This comes just a week after the High Court in Johannesburg found that the tender was rigged and specifically designed to favour Swifambo Rail Leasing and its “joint venture” partner‚ Spanish locomotive manufacturer Vossloh España.
“Harm will be done to the administration of justice if this award is not set aside from the onset. Corruption will triumph if this court does not set aside the tender‚” said Judge J Francis when he set aside the 2013 contract on July 3 2017.
Yesterday‚ Prasa lawyer’s Werksmans Attorneys issued a letter to Swifambo Rail Leasing demanding a R2 650 208 400 payment with interest.
“In view of the findings in the judgment payment is hereby demanded in accordance with the summons in the aforesaid action. To the extent that locomotives supplied are in the possession or under the control of our client‚ the return thereof continues to be tendered. Unless our client receives payment of the aforementioned amount‚ together with interest thereon‚ by 16h00 on Wednesday‚ 19 July 2017‚ our client shall take the appropriate steps to enforce its rights‚ all of which remain reserved‚” said Bernard Hotz in the letter to Swifambo.
Swifambo’s lawyer Deon Lambert said he had not yet seen the letter as he was in meetings the whole day. But Swifambo had indicated earlier this month after losing the court battle‚ that it would appeal the High Court’s decision.
Prasa launched the dramatic court action in November 2015 for Swifambo to take back its stock and refund the R2.65-billion already paid to it. There was also R80-million paid by Swifambo to companies which were not its creditors.
The deal attracted international headlines when it was discovered in 2015 that the trains were too tall for South Africa’s railways. Prasa’s chairman Popo Molefe approached court to ask it to have the R4.8-billion locomotive deal scrapped.
Swifambo had delivered 13 of the required 70 locomotives‚ which were found to be too tall for the local railway system.
In the application which Prasa won last month‚ Molefe had detailed how Swifambo‚ a company owned by former senior government official Auswell Mashaba‚ was formed specifically for the multibillion-rand deal — was assessed on the experience and technical capabilities of Vossloh España‚ even though the two had no joint venture or any legal agreement in place during the bid process.
It was also discovered by Prasa after adverse findings by both the Auditor General and the Public Protector‚ that Swifambo was not disqualified despite submitting a tax clearance certificate that had no VAT number‚ and no tax clearance certificate at all for Vossloh “as part of a joint venture or subcontractor” agreement; it was a new company and had not traded before. The company had no financial history which the Standard Bank could use to evaluate its financial viability”.

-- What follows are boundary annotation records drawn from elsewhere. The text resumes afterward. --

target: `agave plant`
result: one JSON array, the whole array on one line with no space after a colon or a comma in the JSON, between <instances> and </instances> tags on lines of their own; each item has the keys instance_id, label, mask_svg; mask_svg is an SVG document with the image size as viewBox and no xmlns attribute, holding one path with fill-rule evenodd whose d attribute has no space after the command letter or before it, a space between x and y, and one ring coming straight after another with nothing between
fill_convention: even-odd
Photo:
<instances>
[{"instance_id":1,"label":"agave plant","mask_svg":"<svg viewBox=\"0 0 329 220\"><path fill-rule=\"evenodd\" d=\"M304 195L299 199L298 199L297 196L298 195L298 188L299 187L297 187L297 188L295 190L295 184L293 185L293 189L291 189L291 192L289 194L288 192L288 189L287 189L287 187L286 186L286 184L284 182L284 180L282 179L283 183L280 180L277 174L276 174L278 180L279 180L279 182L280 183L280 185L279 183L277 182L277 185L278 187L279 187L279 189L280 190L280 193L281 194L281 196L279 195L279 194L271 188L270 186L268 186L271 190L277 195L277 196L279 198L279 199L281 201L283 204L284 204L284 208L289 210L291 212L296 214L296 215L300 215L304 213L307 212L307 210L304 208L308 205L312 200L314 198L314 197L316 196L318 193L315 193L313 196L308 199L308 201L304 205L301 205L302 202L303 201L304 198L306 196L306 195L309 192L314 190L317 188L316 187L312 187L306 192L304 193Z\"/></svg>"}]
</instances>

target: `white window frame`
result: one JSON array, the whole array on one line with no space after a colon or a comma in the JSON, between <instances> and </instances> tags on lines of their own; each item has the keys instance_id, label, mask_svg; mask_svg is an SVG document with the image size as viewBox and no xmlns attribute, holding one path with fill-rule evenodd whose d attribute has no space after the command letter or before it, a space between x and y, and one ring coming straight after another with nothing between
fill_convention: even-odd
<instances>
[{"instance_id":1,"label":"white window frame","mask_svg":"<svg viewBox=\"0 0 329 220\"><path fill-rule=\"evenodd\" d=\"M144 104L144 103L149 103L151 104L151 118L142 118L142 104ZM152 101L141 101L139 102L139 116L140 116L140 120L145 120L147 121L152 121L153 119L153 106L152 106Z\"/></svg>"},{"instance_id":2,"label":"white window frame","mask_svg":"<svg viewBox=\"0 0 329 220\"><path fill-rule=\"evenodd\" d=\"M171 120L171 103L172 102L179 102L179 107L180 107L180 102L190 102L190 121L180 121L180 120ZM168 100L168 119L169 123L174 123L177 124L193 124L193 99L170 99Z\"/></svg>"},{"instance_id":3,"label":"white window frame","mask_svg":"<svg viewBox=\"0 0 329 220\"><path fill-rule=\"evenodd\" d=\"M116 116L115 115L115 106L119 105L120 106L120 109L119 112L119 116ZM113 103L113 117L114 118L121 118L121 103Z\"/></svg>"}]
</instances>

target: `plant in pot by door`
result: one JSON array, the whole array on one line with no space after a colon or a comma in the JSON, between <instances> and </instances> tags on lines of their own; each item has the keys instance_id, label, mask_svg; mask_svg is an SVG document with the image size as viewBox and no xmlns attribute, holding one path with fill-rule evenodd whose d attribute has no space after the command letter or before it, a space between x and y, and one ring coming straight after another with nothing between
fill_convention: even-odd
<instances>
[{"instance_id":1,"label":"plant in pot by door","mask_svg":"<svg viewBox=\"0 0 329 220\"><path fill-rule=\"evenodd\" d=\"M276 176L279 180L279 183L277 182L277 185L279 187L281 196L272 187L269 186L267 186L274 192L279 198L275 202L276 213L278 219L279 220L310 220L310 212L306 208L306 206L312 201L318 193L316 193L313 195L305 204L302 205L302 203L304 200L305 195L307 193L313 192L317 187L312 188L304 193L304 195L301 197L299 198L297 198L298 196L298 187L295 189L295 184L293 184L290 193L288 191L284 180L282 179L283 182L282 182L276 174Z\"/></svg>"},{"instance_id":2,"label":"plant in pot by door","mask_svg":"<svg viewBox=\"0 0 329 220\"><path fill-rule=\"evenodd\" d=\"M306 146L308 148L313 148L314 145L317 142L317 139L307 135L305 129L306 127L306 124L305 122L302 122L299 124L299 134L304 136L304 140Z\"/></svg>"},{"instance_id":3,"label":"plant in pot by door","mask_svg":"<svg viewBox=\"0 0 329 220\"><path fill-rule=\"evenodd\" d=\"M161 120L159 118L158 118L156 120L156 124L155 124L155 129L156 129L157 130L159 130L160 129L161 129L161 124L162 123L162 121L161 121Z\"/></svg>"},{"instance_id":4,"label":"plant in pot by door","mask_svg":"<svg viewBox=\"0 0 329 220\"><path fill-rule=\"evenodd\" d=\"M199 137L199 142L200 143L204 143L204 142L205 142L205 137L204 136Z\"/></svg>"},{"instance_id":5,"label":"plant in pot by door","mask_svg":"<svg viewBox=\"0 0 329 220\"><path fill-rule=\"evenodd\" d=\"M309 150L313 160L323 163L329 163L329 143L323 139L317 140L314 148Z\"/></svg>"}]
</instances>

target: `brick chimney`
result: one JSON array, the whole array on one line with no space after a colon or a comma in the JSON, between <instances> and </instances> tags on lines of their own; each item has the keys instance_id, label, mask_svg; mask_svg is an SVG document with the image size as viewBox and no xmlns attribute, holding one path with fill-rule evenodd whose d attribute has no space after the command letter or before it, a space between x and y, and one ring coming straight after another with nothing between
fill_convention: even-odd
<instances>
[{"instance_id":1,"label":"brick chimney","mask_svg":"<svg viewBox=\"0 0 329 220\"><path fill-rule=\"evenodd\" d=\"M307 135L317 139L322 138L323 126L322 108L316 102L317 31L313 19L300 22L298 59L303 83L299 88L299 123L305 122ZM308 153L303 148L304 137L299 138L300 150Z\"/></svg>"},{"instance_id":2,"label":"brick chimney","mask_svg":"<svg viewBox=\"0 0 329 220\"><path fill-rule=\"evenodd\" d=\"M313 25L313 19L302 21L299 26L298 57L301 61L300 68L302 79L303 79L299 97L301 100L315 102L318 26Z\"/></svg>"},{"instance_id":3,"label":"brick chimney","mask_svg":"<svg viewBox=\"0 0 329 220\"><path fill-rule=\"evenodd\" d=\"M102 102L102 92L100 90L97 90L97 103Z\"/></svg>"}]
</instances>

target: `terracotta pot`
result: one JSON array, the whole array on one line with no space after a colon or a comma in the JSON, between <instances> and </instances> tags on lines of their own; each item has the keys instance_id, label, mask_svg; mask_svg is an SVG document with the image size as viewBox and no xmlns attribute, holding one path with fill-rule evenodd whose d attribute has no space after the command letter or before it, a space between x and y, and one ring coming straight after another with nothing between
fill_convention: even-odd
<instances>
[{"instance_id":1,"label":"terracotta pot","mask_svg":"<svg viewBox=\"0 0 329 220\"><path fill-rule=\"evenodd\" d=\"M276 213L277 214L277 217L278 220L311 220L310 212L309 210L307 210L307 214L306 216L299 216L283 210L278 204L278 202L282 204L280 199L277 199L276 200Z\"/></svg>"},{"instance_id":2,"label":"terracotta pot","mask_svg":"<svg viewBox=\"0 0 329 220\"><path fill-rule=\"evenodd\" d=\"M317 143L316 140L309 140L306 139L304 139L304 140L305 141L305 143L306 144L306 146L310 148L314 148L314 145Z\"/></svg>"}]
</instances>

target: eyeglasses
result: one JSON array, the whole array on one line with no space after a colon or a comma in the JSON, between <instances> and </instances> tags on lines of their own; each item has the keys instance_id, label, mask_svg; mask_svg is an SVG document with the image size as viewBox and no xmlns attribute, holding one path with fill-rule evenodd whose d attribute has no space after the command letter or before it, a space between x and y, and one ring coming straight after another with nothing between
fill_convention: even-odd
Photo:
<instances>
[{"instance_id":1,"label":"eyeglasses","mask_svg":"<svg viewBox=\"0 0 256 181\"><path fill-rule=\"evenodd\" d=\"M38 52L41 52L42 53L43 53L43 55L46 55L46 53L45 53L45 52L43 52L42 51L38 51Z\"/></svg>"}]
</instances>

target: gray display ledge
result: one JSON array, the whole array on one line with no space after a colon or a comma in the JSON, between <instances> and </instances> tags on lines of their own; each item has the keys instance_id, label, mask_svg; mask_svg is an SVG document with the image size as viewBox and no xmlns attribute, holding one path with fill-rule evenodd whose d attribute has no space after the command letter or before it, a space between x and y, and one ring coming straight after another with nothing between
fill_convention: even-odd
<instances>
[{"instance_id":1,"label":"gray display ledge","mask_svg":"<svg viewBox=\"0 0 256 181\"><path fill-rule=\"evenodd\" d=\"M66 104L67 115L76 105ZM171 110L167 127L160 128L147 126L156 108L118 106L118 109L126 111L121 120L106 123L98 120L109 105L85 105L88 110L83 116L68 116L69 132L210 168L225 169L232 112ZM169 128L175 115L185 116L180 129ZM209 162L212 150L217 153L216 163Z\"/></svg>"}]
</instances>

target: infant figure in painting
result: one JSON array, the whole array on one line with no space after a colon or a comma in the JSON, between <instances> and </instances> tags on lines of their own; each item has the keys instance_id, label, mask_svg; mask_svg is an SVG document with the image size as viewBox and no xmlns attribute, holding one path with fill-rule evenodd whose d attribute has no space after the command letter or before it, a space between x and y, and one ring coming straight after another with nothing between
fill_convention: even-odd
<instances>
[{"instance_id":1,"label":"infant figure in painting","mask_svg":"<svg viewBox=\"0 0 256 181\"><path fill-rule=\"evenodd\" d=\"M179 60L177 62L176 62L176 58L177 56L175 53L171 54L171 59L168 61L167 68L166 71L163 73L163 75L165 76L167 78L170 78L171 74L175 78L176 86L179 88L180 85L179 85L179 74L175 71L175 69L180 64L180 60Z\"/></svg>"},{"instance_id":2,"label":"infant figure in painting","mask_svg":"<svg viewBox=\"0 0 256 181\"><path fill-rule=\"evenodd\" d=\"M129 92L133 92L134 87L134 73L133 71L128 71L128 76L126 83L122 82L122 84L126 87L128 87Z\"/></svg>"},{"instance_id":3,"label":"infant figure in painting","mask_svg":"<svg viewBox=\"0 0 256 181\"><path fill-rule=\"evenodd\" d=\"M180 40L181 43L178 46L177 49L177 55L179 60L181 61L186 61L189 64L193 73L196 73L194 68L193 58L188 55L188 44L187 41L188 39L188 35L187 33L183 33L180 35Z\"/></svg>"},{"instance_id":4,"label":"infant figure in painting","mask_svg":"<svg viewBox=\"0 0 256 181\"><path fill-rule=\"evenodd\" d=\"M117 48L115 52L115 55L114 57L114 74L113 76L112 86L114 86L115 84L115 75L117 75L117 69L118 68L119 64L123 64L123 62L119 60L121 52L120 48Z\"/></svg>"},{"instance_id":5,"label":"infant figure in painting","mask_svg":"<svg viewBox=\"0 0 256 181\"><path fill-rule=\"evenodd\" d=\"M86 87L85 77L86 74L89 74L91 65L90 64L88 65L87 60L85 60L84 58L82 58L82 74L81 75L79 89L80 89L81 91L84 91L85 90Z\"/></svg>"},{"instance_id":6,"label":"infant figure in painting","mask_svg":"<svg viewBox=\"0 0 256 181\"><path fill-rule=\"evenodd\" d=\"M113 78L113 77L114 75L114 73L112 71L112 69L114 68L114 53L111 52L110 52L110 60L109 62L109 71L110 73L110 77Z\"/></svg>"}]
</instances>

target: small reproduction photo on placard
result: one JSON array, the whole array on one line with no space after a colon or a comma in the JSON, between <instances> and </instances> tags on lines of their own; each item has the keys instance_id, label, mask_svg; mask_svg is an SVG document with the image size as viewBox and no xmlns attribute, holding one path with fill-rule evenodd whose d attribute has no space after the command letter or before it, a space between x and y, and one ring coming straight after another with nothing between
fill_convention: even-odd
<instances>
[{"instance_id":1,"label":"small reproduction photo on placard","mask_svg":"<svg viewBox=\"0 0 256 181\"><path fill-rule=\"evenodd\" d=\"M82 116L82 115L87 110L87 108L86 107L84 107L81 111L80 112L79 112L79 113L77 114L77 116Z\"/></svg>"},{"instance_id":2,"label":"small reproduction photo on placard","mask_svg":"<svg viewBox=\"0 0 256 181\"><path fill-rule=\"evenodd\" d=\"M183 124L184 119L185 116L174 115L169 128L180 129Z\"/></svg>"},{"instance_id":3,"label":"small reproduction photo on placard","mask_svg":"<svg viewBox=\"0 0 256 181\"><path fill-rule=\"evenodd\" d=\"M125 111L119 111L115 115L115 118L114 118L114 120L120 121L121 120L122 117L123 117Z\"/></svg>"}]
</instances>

Despite Swifambo failing to produce “previous experience of supply and leasing of locomotives‚ including attaching letters of referral from at least three clients for [which it] had done work‚” Molefe had uncovered through forensic investigation that Swifambo could not have had any experience in rail because it had been formally established on March 1 2012‚ just four months before the awarding of the contract.